Santa Messa della notte: Is 9,1-6 Sal 95 Tt 2,11-14 Lc 2,1-14
Il primo nome menzionato, nel brano del vangelo che abbiamo ascoltato in questa notte di Natale, è quello di Cesare Ottaviano, che nell’anno 27 prima di Cristo, si era fatto attribuire dal Senato il titolo di Augusto che significa “degno di adorazione”. Ottaviano era un uomo il cui potere influenzava il mondo, smuoveva le folle e pretendeva gli fosse tributato il culto riservato alla divinità.
Oggi non esiste più l’Imperatore Ottaviano Augusto, ma i pretendenti ad occupare il suo posto per dominare sulle sorti dell’umanità sono forse aumentati.
Nel corso della storia molti si sono presentati chiedendo di essere riconosciuti come salvatori e in grado di portare al mondo giustizia, pace e amore, producendo ingiustizie, guerre e odio.
È autodistruttivo pensare di essere quello che non siamo e pretendere di essere i salvatori del mondo. Come ha scritto Giovanni Paolo II «Quando gli uomini ritengono di possedere il segreto di un’organizzazione sociale perfetta che renda impossibile il male, ritengono anche di poter usare tutti i mezzi, anche la violenza o la menzogna, per realizzarla» (C.A, 25).
Alle pretese dell’uomo di essere di essere come Dio, Dio risponde facendosi uomo. Mentre l’Imperatore conta le sue forze con il censimento, mentre Quirino governa, l’annuncio della salvezza è portato ai pastori, cioè agli emarginati, a quelli che non contano niente.
L’impensabile evento dell’incarnazione, avviene lontano dai riflettori della mondanità, nel più assoluto nascondimento e silenzio, in un posto sperduto del mondo, e viene rivelato, non ai potenti della terra, ma a persone che erano considerate prive di dignità e lontane da Dio.
Gli angeli si presentano ai pastori e a loro annunciano una notizia inattesa e sorprendente, che è motivo di grande gioia: «è nato per voi un Salvatore, che è Cristo Signore» (Lc 2,11).
Come evidenziano i riferimenti storici, evocati dalla citazione di Cesare, Quirino e del censimento, e come manifestano gli umili dettagli, «lo avvolse in fasce e lo pose in una mangiatoia» (Lc 2,7), la nascita di Gesù non è astratta, ma concreta, non è concettuale, ma profondamente carnale.
«Il popolo che camminava nelle tenebre ha visto una grande luce; su coloro che abitavano in terra tenebrosa una luce rifulse» (Is 9,1). La luce che inonda la notte dei pastori è la luce che penetra anche la nostra notte.

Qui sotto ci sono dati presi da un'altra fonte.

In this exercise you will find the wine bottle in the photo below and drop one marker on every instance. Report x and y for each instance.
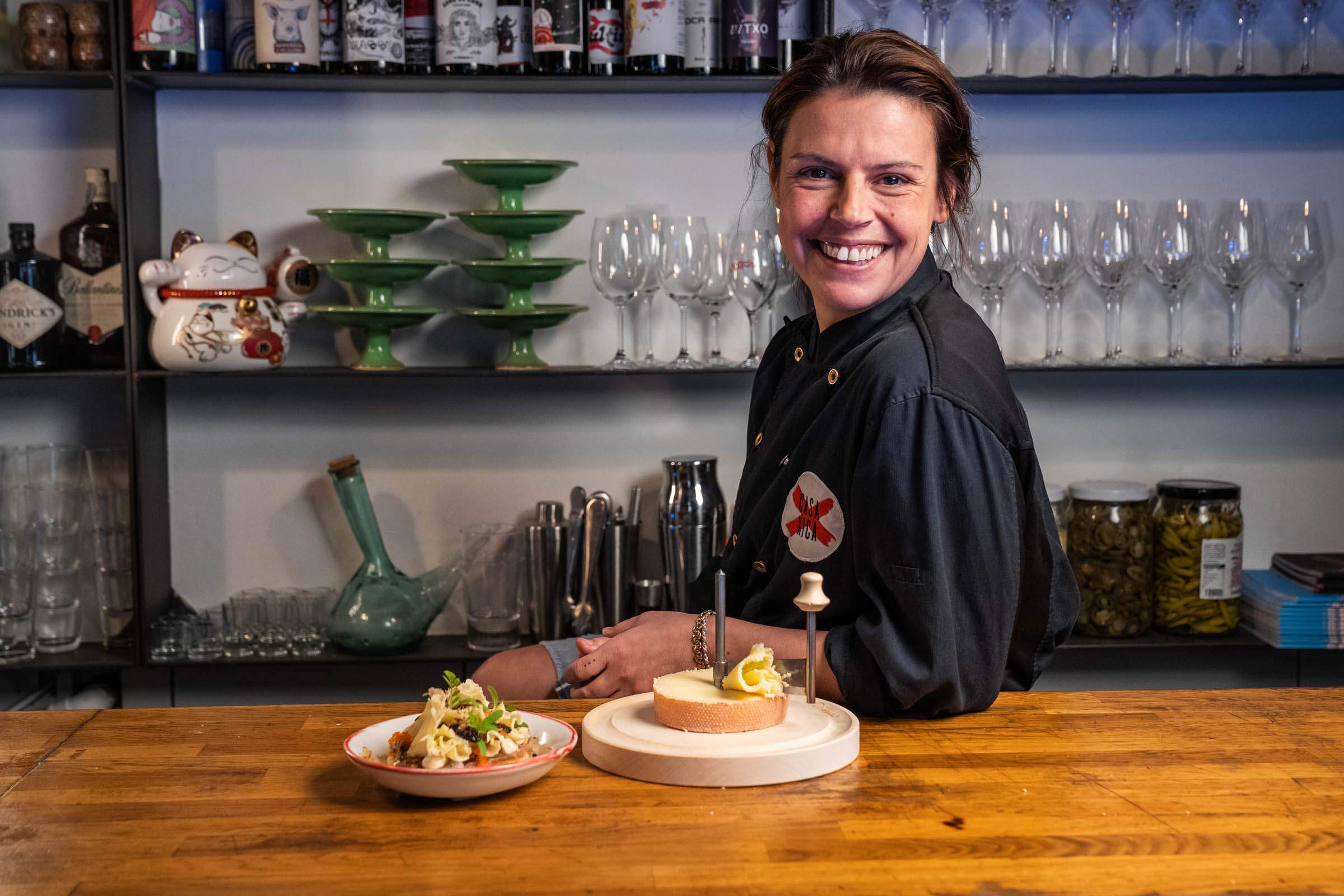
(558, 36)
(91, 281)
(465, 42)
(374, 38)
(606, 38)
(703, 38)
(163, 35)
(330, 50)
(514, 35)
(750, 36)
(655, 36)
(795, 31)
(287, 35)
(420, 36)
(31, 312)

La nascita di Gesù non è solo una storia da raccontare, un avvenimento da mettere in scena, ma una lieta notizia, per noi, abitanti di un mondo e di un tempo lontano da quello in cui è nato Gesù, ma bisognosi di un Dio che continuamente viene.
L’annuncio di questa nascita è per chi, oggi come allora, attraversa notti che sembrano non finire mai, segnate dal dolore, dal dubbio, dalla solitudine, dalla rassegnazione.

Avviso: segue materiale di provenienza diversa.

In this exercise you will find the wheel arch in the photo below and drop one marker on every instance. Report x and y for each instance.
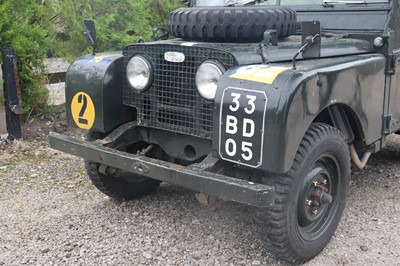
(347, 113)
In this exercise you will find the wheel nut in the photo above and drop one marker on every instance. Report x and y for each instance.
(326, 198)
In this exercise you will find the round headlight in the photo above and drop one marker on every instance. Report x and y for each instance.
(207, 77)
(139, 72)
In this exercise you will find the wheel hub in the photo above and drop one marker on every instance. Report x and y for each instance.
(316, 195)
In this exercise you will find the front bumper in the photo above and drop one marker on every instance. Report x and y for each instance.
(194, 177)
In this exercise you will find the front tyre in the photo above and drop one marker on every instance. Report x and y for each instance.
(125, 186)
(310, 198)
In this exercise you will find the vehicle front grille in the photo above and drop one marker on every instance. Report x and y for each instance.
(173, 102)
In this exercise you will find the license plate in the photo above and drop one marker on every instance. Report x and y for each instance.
(241, 128)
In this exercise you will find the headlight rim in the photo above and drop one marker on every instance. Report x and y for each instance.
(147, 61)
(219, 66)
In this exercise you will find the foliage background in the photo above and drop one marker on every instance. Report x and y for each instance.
(40, 28)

L’annuncio è per chi, accecato dalle luci del mondo che valorizzano solo il bello, il giovane e il forte, non sa accettare i limiti e le fragilità umana come componente della vita e della propria personalità
L’annuncio di una «gioia è grande» (Lc 2,10) è per tutti coloro che sono assetati di vita e di eternità. È per noi che siamo riuniti nel celebrare il grande mistero dell’incarnazione del Verbo (cfr Gv 1,14.).
A noi, come ai pastori, l’annuncio non ci è solo rivolto, ma ci viene anche affidato. Siamo noi, oggi, i pastori che si lasciano raggiungere da questa lieta notizia e avvolgere dalla luce. E siamo noi che, gli angeli prima e i pastori poi, siamo chiamati a diventare messaggeri della venuta di Dio nella nostra carne.

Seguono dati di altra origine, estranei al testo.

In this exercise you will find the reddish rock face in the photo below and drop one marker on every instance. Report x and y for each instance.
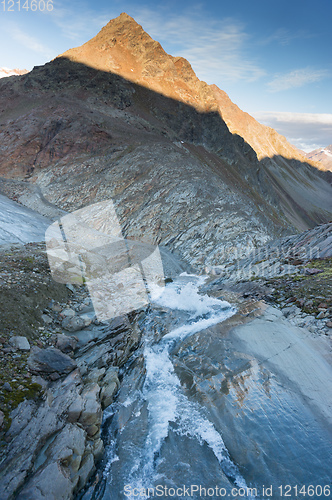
(120, 118)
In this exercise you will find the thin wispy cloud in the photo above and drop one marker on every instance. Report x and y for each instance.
(216, 50)
(284, 37)
(27, 40)
(307, 131)
(296, 78)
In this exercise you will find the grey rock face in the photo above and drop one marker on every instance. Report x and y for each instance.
(20, 343)
(49, 361)
(65, 343)
(73, 324)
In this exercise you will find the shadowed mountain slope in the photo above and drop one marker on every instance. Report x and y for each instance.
(176, 173)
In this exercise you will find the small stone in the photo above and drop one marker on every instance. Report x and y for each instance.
(56, 308)
(73, 324)
(65, 343)
(20, 343)
(68, 313)
(47, 319)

Per accogliere l’annuncio e diventare annunciatori, bisogna permettere a Dio di volerci bene, di entrare nella nostra vita, di portare quella tenerezza, quella semplicità e quella speranza di cui abbiamo bisogno per essere più umani e per sprigionare tutte le nostre risorse.
Anche per noi è «apparsa la grazia di Dio, che porta salvezza» (2Tt 2,11), che ci apre a una vita piena di sobrietà, di giustizia, di pietà e di opere buone che ci rendono testimoni credibili del suo Vangelo.
Fermiamoci un attimo davanti al bambino Gesù, per lasciarsi avvolgere dalla sua luce che illumina e vince ogni tenebra e che porta con sé il calore di un Dio che ha scelto di prendere la carne di un uomo, per amore.